Purpose of Review: Asthma, a common respiratory disease that affects about 10% of the US population, represents a significant public health issue. In the last decade, cumulative evidence has demonstrated sex disparities in asthma, including significant differences in epidemiology, clinical presentation, response to therapies, and health outcomes. Understanding sex-related differences in asthma enables clinicians to provide personalized asthma care and improve asthma outcome.
Recent Findings: Recent studies on sex-related differences in asthma inform us on mechanism underlying asthma pathogenesis across all age groups. Sex hormones directly modulate immune pathways crucial in asthma pathogenesis and affect individual’s response to environmental triggers and medications, such as leukokotriene inhibitors.

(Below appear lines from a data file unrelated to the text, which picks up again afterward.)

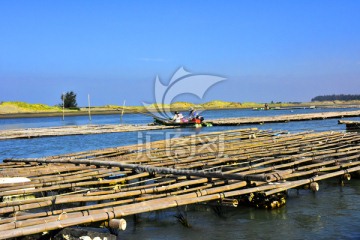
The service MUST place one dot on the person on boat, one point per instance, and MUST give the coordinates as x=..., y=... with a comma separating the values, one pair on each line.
x=192, y=114
x=177, y=117
x=266, y=107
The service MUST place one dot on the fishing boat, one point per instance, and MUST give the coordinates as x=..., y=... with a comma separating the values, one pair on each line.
x=158, y=121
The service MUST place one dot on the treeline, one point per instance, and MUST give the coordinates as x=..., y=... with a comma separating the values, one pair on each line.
x=334, y=97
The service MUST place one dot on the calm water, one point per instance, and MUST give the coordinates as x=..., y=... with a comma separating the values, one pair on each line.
x=331, y=213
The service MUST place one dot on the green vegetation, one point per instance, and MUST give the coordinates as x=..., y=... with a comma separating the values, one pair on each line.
x=68, y=100
x=22, y=107
x=17, y=107
x=336, y=97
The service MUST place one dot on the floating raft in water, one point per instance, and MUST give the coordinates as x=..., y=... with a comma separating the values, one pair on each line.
x=351, y=125
x=283, y=118
x=74, y=130
x=227, y=168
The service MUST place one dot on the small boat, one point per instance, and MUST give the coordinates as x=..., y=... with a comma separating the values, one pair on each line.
x=165, y=122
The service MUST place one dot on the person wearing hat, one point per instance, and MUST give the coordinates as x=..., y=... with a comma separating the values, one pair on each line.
x=192, y=114
x=177, y=117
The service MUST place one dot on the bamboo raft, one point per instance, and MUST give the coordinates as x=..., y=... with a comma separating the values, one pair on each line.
x=351, y=125
x=75, y=130
x=283, y=118
x=230, y=168
x=98, y=129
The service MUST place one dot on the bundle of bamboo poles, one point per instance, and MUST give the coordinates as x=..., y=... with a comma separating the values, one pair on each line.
x=97, y=186
x=283, y=118
x=75, y=130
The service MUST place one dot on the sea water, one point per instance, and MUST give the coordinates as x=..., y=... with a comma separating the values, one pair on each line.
x=331, y=213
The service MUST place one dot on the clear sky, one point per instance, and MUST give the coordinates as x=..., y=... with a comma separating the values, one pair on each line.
x=278, y=50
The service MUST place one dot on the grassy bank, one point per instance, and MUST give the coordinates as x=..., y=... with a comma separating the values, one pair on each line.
x=22, y=109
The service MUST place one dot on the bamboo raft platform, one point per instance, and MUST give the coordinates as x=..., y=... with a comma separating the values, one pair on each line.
x=351, y=125
x=75, y=130
x=99, y=129
x=283, y=118
x=248, y=167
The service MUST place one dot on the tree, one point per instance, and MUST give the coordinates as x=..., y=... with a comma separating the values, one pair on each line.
x=69, y=100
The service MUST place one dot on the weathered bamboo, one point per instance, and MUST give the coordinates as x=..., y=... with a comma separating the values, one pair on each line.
x=245, y=153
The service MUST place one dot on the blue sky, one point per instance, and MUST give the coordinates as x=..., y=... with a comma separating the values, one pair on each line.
x=113, y=50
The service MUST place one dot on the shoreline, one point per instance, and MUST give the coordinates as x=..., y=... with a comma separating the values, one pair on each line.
x=84, y=111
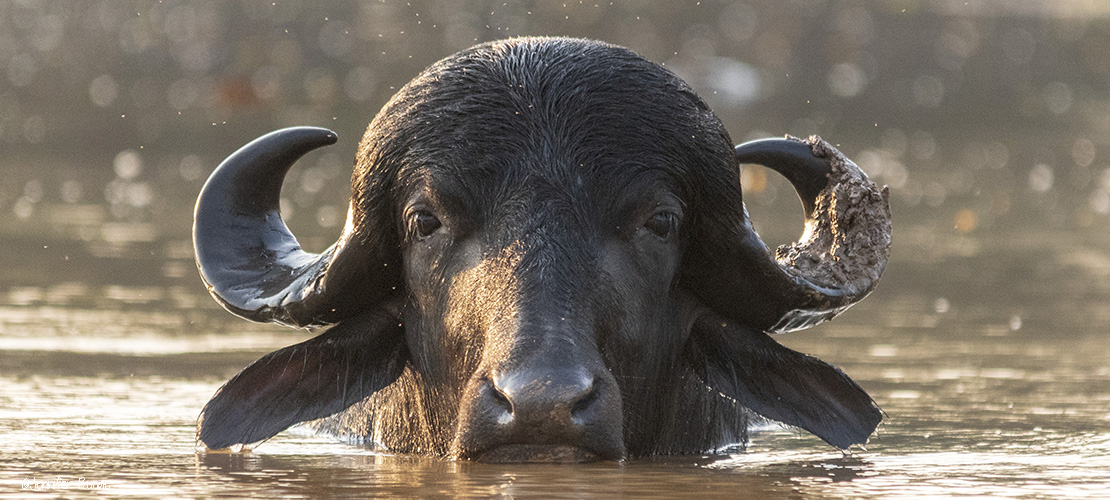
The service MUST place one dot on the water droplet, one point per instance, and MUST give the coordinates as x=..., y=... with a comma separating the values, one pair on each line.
x=128, y=165
x=1041, y=178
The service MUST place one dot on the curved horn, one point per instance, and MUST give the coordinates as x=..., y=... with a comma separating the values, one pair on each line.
x=836, y=262
x=251, y=262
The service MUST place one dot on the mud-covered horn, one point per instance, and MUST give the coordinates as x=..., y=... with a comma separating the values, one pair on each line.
x=836, y=262
x=251, y=262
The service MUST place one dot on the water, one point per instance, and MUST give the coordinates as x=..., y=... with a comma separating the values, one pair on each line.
x=992, y=385
x=985, y=342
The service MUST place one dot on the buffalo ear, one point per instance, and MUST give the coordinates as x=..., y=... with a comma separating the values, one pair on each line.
x=783, y=385
x=313, y=379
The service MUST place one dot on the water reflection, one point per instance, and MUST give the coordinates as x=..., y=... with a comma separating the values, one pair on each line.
x=985, y=342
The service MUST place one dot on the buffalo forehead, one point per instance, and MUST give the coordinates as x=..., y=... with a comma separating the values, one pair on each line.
x=536, y=118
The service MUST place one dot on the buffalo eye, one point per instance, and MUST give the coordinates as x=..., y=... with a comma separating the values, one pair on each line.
x=663, y=223
x=424, y=223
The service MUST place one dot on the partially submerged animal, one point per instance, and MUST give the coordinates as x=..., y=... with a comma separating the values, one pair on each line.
x=546, y=258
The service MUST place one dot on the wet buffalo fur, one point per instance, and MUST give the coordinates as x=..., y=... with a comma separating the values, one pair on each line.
x=535, y=206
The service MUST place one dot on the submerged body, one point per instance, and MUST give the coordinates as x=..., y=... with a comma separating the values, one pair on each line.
x=546, y=258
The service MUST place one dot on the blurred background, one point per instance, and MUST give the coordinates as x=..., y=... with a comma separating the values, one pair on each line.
x=984, y=342
x=982, y=117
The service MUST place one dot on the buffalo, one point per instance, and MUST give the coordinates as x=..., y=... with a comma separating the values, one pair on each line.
x=546, y=257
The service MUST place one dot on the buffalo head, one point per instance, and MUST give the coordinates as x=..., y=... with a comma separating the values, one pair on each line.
x=546, y=257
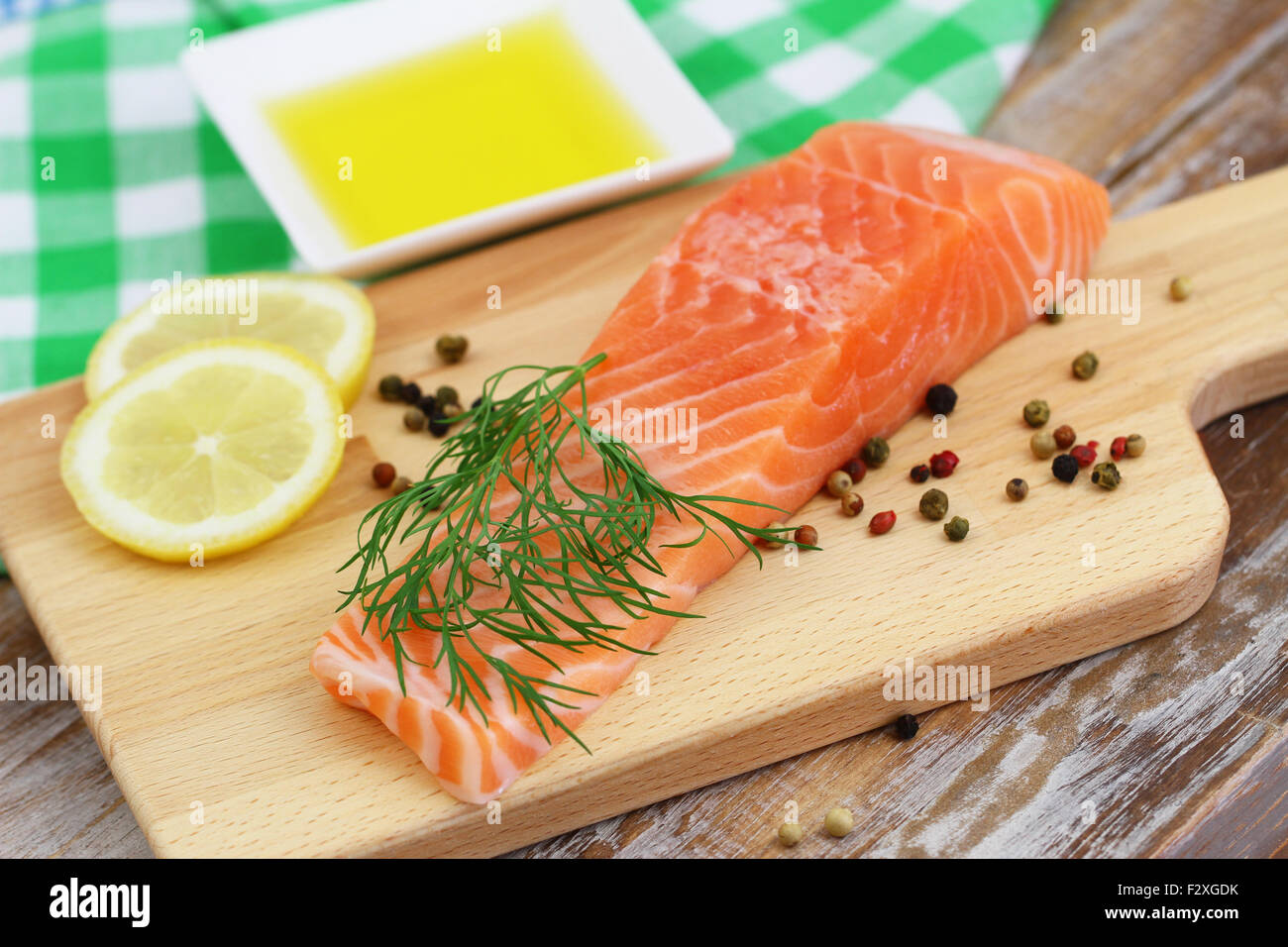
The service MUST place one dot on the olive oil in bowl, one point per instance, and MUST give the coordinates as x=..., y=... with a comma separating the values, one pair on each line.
x=489, y=119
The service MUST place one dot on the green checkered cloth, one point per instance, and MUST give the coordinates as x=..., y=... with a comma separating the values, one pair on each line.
x=112, y=176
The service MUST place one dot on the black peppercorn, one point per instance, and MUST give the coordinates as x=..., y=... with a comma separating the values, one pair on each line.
x=940, y=399
x=1064, y=468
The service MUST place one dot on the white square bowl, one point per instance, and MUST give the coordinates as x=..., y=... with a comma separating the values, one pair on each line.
x=239, y=73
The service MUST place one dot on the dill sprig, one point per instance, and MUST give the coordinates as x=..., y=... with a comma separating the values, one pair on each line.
x=531, y=564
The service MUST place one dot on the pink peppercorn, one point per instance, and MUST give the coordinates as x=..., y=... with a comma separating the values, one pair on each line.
x=881, y=522
x=943, y=464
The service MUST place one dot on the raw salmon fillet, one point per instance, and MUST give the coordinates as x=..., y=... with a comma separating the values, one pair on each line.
x=803, y=312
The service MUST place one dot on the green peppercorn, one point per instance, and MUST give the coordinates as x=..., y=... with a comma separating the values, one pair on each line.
x=777, y=541
x=390, y=388
x=876, y=451
x=934, y=504
x=451, y=348
x=413, y=419
x=1106, y=474
x=1042, y=444
x=790, y=834
x=838, y=822
x=1085, y=365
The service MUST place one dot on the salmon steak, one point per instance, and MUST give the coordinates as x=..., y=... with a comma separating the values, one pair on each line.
x=803, y=312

Not surprisingly, the use of external sex hormone supplementations appears to modulate asthma risk. Identification of sex-specific asthma risk loci through genome-wide association studies also provides supporting evidence on sex-related differences in asthma. There is an interaction between sex and obesity, an interaction that could place females at higher risk for systemic inflammation and, consequently, asthma.
Summary: In this article, we review epidemiological and clinical studies on sex-related differences in asthma, with a special focus on the role of sex hormones, including hormonal therapies and the asthma-obesity interaction.